Créée à l’initiative du photographe burkinabè Léon Nyaba Ouedraogo et du responsable des ventes d’art contemporain de la maison Piasa, Christophe Person, la première édition de la Biennale internationale de sculpture de Ouagadougou (BISO) a lieu jusqu’au 15 novembre.

 

Un peu plus de deux semaines après la naissance de la Biennale d’art contemporain de Rabat (Maroc), le continent est fier de vous annoncer la naissance de la première Biennale internationale de sculpture de Ouagadougou (BISO), au Burkina-Faso.
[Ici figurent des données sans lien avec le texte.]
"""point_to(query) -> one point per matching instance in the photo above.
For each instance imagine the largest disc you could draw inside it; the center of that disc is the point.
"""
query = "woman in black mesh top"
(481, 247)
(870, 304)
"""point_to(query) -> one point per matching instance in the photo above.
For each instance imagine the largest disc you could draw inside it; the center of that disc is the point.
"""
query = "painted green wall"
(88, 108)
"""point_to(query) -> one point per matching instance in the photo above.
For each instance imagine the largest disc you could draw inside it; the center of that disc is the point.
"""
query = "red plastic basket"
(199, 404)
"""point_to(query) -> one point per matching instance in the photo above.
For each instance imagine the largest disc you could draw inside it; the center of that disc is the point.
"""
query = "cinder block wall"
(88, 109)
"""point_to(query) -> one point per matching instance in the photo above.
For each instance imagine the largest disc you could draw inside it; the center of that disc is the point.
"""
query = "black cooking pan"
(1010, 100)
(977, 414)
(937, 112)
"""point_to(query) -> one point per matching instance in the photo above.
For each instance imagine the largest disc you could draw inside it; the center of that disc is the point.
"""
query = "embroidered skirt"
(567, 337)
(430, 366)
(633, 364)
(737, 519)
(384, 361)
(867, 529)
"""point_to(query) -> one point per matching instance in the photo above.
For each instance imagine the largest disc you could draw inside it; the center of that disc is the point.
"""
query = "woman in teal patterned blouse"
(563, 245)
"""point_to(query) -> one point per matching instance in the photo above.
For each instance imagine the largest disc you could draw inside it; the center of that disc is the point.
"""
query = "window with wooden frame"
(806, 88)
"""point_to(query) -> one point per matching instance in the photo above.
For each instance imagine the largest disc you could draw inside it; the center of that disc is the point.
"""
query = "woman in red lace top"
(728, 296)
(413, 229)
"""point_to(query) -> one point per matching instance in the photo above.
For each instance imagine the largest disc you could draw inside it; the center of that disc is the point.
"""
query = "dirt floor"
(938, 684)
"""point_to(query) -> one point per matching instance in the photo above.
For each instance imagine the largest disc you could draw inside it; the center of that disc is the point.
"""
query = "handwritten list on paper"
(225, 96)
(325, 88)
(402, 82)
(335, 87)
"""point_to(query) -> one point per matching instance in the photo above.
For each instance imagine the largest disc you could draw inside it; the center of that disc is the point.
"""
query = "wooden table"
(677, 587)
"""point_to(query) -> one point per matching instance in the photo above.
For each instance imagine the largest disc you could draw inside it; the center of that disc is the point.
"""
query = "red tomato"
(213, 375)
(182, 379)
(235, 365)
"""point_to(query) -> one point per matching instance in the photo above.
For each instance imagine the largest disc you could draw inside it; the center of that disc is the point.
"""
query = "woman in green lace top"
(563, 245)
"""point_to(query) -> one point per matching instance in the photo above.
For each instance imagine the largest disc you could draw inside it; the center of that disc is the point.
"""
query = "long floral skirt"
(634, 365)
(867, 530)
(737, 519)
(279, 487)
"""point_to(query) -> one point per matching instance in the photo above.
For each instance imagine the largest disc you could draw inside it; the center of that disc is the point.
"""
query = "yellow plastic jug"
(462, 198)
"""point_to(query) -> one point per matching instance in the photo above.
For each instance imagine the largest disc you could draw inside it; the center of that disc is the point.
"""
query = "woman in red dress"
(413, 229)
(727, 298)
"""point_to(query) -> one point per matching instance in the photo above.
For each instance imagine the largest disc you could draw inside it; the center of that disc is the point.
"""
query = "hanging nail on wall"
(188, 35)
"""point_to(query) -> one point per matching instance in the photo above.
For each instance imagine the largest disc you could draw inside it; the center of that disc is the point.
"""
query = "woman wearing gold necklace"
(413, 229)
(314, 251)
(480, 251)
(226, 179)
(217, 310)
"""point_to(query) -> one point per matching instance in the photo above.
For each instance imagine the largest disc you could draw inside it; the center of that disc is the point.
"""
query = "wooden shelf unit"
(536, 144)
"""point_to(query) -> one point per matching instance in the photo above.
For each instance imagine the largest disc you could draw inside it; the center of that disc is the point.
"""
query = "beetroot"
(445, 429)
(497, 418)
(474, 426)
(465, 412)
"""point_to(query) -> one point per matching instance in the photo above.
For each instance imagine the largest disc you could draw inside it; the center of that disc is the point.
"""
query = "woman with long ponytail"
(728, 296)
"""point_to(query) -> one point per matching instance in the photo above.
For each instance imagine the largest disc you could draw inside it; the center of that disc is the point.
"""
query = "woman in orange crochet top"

Ouverte par le ministre de la Culture Abdoul Karim Sango le 8 octobre au sein de l’Institut français, elle fermera ses portes le 15 novembre prochain.

 

Si le président d’honneur de cette première édition est le sculpteur burkinabé Siriki Ky, maître du bois, du métal et du bronze, les deux hommes à l’origine de cette initiative sont le photographe burkinabé Nyaba Léon Ouedraogo et le responsable des ventes d’art contemporain africain au sein de la maison Piasa, le Français Christophe Person.

 

Amitié

 

Tout a donc commencé avec la naissance d’une amitié, il y a un peu plus de deux ans. « Cela a été un processus assez long, se souvient Léon Nyaba Ouedraogo. Nous avons longuement discuté, avec Christophe, autour de l’idée de “faire quelque chose” en Afrique. Il y avait déjà la biennale de Dakar, bien entendu, les Rencontres de la photo de Bamako, et puis nous nous sommes dit “Pourquoi pas la sculpture ?” »

 

Pour l’un comme pour l’autre, il s’agissait de sortir de sa zone de confort et de s’attaquer à un média qui, s’il a une longue tradition en Afrique, reste compliqué à exposer (fragilité des œuvres, coûts de transport, etc.)

 

Leur idée bien arrêtée, Ouedraogo et Person ont mobilisé leurs réseaux amicaux et professionnels et obtenu très vite des soutiens de poids. « En Martinique, lors du vernissage d’une exposition organisé par la Fondation Clément avec la fondation Dapper, j’ai discuté avec Barthélémy Toguo et Soly Cissé et tous deux m’ont dit : “Frère, je viens !” » .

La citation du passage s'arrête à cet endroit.